Mease PJ, Chohan S, Fructuoso FJG, et al. - In this randomised, double-blind, placebo-controlled, phase IIb study, other than dactylitis and enthesitis, tildrakizumab [a high-affinity anti-IL-23p19 monoclonal antibody] treatment significantly reduced psoriatic arthritis (PsA) joint and skin symptoms. Through W52, the treatment was generally well tolerated.

• A total of 391 of the 500 patients who were screened were randomly assigned and treated.

• At W24, 71.4%–79.5% of tildrakizumab-treated patients achieved ACR20 (≥ 20% improvement by American College of Rheumatology criteria), compared with 50.6% of placebo-treated patients. Patients who received tildrakizumab vs placebo had higher rates of ACR50, Disease Activity Score in 28 joints with C reactive protein < 3.2, minimal disease activity, and 75%/90%/100% improvement from baseline Psoriasis Area and Severity Index responses at W24 and through W52.

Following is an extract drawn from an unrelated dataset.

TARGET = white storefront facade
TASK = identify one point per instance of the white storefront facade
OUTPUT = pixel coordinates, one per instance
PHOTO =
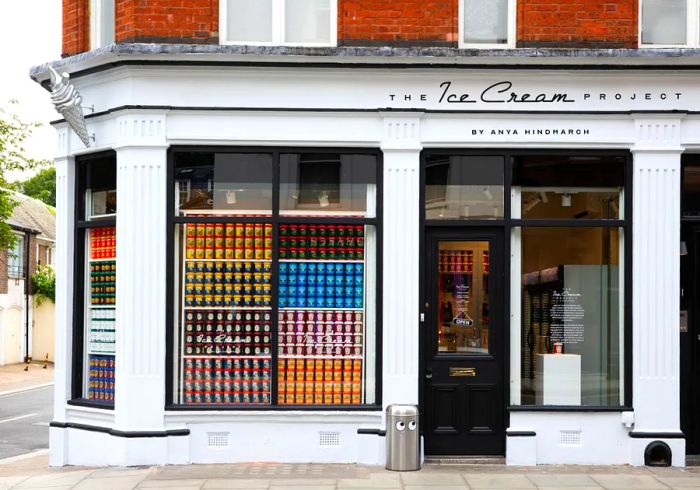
(145, 108)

• Dactylitis and enthesitis did not improve, while the findings for other outcomes were inconsistent.

• Patients who were shifted to tildrakizumab 200 mg at W24 had responses that were consistent with baseline therapy.

• Through W52, TEAEs and significant TEAEs occurred in 64.5% and 3.3% of all participants, respectively, and were equivalent across treatment groups.